SELECT total votes for new & returning users in mysql

I have 2 tables: votes and users. I would like to be show the count (not sum) of total votes for new registered users by date next to the total votes of that day.
Time frame for the query can be all, I can later add from - to time frame.

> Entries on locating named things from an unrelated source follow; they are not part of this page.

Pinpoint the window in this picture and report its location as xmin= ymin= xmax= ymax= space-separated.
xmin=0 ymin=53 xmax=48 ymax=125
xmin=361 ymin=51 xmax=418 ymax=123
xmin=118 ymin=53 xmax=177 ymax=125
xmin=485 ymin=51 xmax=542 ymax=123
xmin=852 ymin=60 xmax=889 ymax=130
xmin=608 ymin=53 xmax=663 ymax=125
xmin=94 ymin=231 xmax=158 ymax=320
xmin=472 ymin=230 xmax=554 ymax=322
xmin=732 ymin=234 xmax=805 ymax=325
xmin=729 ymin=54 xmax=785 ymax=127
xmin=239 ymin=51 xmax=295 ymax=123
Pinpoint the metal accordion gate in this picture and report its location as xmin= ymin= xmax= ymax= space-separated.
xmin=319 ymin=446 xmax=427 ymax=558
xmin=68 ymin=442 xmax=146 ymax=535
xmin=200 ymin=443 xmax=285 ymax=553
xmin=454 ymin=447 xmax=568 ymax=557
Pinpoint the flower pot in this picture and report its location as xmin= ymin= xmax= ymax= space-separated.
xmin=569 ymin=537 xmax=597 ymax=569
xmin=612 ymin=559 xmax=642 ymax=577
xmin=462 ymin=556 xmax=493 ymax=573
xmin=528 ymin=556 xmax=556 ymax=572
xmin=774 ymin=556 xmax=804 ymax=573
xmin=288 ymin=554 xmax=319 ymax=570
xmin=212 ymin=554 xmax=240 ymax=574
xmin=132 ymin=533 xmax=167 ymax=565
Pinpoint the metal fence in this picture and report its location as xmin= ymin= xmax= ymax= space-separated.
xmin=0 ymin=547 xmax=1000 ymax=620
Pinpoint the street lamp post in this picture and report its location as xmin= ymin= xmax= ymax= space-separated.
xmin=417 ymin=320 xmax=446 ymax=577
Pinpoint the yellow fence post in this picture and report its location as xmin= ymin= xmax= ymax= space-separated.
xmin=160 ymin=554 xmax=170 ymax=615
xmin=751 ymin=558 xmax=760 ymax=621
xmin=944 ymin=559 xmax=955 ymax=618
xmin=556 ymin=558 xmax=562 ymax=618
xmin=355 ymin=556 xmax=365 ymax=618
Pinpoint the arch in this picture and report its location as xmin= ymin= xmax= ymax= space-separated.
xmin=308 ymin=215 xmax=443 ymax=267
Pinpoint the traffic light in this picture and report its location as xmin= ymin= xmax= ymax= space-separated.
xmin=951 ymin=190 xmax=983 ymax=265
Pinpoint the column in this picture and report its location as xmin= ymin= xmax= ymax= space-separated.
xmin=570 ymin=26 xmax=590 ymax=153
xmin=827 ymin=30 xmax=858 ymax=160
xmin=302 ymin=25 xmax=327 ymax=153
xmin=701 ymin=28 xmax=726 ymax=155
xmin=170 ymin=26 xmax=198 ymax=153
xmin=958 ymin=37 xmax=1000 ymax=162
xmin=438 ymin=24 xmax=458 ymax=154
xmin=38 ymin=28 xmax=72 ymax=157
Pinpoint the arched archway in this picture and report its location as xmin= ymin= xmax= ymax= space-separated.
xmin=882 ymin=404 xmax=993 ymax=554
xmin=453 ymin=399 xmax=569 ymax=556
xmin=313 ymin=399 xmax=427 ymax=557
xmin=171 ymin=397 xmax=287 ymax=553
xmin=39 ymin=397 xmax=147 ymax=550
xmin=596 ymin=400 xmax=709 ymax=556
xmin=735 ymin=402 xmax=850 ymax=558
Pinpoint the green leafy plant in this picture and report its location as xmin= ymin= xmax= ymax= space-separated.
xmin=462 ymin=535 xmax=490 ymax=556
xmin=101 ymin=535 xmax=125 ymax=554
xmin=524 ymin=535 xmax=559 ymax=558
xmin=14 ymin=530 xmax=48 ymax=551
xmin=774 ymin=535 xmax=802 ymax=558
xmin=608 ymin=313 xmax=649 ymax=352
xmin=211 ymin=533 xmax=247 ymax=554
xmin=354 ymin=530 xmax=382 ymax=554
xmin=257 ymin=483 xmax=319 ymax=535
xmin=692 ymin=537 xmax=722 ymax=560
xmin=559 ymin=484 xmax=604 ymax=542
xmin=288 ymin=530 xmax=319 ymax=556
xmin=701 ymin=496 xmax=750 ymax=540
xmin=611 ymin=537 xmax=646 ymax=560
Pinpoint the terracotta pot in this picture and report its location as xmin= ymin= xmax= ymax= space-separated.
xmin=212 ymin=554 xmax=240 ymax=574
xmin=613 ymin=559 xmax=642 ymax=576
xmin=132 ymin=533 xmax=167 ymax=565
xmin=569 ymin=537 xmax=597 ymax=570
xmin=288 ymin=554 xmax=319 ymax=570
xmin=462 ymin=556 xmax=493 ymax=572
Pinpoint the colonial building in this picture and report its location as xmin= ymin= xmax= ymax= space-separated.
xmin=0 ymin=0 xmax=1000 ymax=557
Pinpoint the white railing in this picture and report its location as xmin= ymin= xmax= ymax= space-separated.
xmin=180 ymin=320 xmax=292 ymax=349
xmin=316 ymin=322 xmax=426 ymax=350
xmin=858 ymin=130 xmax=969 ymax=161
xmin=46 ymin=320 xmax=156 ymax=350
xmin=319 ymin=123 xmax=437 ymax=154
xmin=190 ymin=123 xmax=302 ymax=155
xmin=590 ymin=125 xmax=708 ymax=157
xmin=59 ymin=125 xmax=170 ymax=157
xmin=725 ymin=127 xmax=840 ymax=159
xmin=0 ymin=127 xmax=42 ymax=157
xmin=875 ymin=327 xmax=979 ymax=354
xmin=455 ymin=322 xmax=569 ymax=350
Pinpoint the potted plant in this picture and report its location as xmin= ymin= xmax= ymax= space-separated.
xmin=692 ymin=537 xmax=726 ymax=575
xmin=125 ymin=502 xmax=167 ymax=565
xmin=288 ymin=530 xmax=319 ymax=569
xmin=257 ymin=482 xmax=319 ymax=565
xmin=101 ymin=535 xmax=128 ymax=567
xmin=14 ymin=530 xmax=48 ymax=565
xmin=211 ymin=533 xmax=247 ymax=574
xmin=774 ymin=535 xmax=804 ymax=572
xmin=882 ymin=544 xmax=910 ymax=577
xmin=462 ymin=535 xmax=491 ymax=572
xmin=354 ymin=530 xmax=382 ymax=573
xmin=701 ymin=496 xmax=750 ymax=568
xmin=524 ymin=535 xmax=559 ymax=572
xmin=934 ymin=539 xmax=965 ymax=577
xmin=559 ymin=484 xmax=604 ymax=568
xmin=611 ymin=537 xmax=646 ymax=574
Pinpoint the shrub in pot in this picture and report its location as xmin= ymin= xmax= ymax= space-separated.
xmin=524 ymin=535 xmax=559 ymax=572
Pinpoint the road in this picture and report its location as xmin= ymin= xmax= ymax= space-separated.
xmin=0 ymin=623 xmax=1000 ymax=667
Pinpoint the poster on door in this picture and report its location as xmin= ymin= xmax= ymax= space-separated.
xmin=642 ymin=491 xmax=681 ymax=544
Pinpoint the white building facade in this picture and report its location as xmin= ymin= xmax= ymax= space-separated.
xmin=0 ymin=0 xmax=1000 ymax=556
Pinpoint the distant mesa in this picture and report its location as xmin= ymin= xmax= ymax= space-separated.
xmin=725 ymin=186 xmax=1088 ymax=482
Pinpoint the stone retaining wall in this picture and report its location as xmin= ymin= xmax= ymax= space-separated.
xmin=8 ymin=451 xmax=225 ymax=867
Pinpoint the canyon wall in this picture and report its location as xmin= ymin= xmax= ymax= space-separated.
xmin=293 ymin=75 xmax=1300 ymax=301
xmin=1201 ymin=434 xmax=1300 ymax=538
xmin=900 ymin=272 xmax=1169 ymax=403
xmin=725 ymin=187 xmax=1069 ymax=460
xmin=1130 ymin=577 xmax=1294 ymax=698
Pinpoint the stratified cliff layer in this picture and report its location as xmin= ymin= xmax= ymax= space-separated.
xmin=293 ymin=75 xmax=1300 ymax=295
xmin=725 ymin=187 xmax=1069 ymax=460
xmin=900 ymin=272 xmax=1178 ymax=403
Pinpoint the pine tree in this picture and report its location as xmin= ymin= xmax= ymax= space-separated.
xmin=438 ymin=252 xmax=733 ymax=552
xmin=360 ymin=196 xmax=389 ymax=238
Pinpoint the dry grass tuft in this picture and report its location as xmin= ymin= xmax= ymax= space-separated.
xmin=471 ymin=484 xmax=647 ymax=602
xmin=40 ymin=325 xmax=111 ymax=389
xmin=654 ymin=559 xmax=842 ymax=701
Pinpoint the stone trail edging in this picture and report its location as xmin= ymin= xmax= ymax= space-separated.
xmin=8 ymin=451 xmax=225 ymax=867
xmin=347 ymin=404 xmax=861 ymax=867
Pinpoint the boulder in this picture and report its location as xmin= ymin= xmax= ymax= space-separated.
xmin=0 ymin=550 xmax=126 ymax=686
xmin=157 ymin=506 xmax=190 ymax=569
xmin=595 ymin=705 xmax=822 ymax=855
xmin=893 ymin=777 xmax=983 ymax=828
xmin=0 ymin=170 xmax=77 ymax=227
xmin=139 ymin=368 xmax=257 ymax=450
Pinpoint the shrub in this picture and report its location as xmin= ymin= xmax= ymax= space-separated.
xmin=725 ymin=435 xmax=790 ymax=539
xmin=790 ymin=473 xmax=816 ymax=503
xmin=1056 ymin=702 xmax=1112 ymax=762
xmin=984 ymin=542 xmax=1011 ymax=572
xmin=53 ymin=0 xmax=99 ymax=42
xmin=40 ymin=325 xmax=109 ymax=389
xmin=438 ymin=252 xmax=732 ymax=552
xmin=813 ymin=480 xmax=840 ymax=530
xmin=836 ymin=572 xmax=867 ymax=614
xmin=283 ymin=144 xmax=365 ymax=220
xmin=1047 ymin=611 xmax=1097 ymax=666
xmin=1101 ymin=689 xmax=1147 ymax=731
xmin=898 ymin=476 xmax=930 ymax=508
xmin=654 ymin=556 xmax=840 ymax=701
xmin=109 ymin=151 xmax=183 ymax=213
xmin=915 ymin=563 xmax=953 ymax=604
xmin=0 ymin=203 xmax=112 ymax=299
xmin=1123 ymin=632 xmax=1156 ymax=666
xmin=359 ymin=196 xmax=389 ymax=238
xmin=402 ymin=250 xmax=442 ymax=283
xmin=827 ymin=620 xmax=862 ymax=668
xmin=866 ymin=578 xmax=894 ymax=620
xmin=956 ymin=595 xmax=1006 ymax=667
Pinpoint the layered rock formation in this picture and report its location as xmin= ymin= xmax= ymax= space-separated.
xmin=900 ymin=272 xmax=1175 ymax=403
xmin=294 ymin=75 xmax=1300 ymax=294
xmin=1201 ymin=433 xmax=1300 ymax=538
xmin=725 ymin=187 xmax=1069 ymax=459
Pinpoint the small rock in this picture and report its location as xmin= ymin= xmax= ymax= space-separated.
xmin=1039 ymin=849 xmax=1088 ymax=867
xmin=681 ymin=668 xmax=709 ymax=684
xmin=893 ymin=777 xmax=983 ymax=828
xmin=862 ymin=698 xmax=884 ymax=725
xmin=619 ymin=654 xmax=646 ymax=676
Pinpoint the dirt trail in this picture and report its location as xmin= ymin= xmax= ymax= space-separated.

So if I have 10 votes per Date X, I would like to know how many where generated by new users and how many by returning users as well as how many new and returning voted (* also to include new who didn't vote).
votes:
id | vote | user_id | created_at
1 | 30 | 28 | 2012-06-10
1 | 12 | 15 | 2012-06-10
1 | 30 | 28 | 2012-06-10
...
users:
users_ id | created_at
28 | 2012-06-01
29 | 2012-06-03
30 | 2012-06-10
...
and the result i'm looking to get is this:
Date | total votes | votes for new | votes for returning | total new users | total returning users
thanks!
----- current code:
SELECT
DATE(created_at) AS Date,
SUM(CASE WHEN `Type` = 'Votes' THEN 1 ELSE 0 END) AS 'Total Votes',
SUM(CASE WHEN `Type` = 'Users' THEN 1 ELSE 0 END) AS 'Total Users'
FROM
(
SELECT created_at, 'Votes' `Type` FROM votes
UNION ALL
SELECT created_at, 'Users' FROM users
) t
GROUP by DATE(created_at)
ORDER by DATE(created_at) DESC
I would consider breaking this up in several queries. If i understood you right, this should be what you are looking for.
All votes pr date:
SELECT created_at AS date, COUNT(*) AS totalvotes FROM votes GROUP BY created_at;
All votes by new users pr date
SELECT v.created_at AS date, COUNT(*) AS newuservotes FROM votes v INNER JOIN users u WHERE v.user_id = u.user_id AND v.created_at = u.created_at GROUP BY v.created_at;
All votes by old users pr date
The two numbers subtracted
If you want the entire thing in one query:
SELECT totvotes.date AS date, totvotes.totalvotes AS totalvotes, IFNULL(newvotes.newuservotes, 0) AS newuservotes, totvotes.totalvotes-IFNULL(newvotes.newuservotes, 0) AS olduservotes
FROM
(
SELECT created_at AS date, COUNT(*) AS totalvotes FROM votes GROUP BY created_at
) totvotes
LEFT JOIN
(
SELECT v.created_at AS date, COUNT(*) AS newuservotes FROM votes v INNER JOIN users u WHERE v.user_id = u.user_id AND v.created_at = u.created_at GROUP BY v.created_at
) newvotes ON totvotes.date = newvotes.date
Tested with
mysql> select * from users;
+---------+------------+
| user_id | created_at |
+---------+------------+
| 1 | 2012-06-01 |
| 2 | 2012-06-02 |
| 3 | 2012-06-03 |
+---------+------------+
3 rows in set (0.00 sec)
mysql> select * from votes;
+----+------+---------+------------+
| id | vote | user_id | created_at |
+----+------+---------+------------+
| 1 | 10 | 1 | 2012-06-01 |
| 2 | 20 | 1 | 2012-06-10 |
| 3 | 30 | 2 | 2012-06-02 |
| 4 | 40 | 2 | 2012-06-10 |
+----+------+---------+------------+
4 rows in set (0.00 sec)
Result:
+------------+------------+--------------+--------------+
| date | totalvotes | newuservotes | olduservotes |
+------------+------------+--------------+--------------+
| 2012-06-01 | 1 | 1 | 0 |
| 2012-06-02 | 1 | 1 | 0 |
| 2012-06-10 | 2 | 0 | 2 |
+------------+------------+--------------+--------------+
Something similar could be used for "Never voted" users and so forth
I wasn't sure about how versed you are in SQL, so if there is any questions please comment and i will update the ansver.